L'homme poursuivit d'un ton doucereux «Des amis riches et haut-placés dans la société. Tu sais trouver sa place n'est-ce pas?

-Je n'aime pas ce que vous sous-entendre père.» il releva des yeux brillants de colère «Peut-être est-ce incompréhensible pour vous mais mes relations sont sincères. Ce n'est pas parce que beaucoup de gens vous méprisent en réalité que vous devez projeter votre fantasme de gloire en moi.»

Le militaire leva une main sévère «Sale petit...

- Allez-y frappez moi devant tout le monde. Montre leurs ce que vous êtes réellement.» En même temps il se sentait nerveux et luttait pour ne pas chercher Vincent des yeux, il ne pouvait détourner le regard des yeux sévères de son père.

«Ton cousin est ici.

- Henrik?

- Il est venu avec moi. Il a des contacts ici. Bien plus intéressants que les tiens sans aucun doute.

- J'en doute père. Henrik est la définition même du butor. Les gens ne le respectent pas, il se taisent pour ne pas qu'il agisse comme un barbare.

- Il est bien plus digne que toi d'être un Von Wolf.

- Mais il ne l'est pas et son père est trop fier pour accepter votre héritage pour son fils. Et sait que celui-ci ne le mérite pas.»


Henrik.

Il était beau et cruel.

Combien de fois l'avait-il fait punir, fait punir ses frères...jouant ensuite les innocents face à son père.
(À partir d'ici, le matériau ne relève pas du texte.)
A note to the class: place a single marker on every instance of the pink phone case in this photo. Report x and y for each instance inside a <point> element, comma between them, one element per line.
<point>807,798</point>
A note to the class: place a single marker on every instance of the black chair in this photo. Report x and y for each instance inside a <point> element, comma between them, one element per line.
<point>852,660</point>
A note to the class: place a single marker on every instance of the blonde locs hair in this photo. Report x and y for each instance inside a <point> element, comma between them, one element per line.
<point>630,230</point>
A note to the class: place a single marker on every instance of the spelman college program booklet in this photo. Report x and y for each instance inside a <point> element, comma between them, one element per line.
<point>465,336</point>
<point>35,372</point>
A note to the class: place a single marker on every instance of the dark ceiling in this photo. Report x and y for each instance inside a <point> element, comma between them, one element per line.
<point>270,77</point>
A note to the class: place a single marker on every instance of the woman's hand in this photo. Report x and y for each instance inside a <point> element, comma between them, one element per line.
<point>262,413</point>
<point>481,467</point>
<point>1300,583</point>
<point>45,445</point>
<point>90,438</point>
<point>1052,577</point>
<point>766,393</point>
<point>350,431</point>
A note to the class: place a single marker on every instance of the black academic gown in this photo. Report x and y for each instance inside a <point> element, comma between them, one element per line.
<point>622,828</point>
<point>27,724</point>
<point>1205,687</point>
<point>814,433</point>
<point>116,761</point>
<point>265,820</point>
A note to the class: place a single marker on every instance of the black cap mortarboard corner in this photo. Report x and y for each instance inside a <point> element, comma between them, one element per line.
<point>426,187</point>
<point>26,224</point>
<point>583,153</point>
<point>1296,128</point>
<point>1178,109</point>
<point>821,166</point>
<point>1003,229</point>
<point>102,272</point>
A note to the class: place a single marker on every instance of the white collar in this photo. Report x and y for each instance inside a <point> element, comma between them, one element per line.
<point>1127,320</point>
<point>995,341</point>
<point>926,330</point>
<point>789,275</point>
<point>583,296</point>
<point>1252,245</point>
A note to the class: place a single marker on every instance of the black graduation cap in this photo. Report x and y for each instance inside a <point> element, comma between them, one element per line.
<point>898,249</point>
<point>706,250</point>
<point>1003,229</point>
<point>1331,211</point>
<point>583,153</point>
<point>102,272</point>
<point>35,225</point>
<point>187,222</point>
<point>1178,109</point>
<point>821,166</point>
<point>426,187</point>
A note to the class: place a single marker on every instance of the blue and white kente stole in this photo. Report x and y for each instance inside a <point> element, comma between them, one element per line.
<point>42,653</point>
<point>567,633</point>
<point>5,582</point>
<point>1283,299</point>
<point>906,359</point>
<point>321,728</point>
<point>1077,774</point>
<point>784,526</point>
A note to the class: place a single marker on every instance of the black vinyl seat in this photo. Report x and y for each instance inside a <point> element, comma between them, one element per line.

Regardant leurs punition avec jubilation.

Oui Henrik aurait du être le fils de son père.

Et lui le fils de quelqu'un d'autre...


«Et tu sais, Henrik a apprit des choses intéressantes sur le monde souterrain anglais.

- Donc il ne traîne pas dans des endroits très intéressant ou élogieux? Je m'en doutait qu'il n'était pas capable de faire bien mieux.» Où avait-il apprit cette verve, cette rage? L'idée qu'il n'était plus seul, que Vincent était là désormais? Et il pouvait parler...il fréquentait le plus sombre des nobles, le maître du monde souterrain...sauf que le comte faisait ça pour faire régner l'ordre.

L'homme ricana «C'est amusant que tu dise ça...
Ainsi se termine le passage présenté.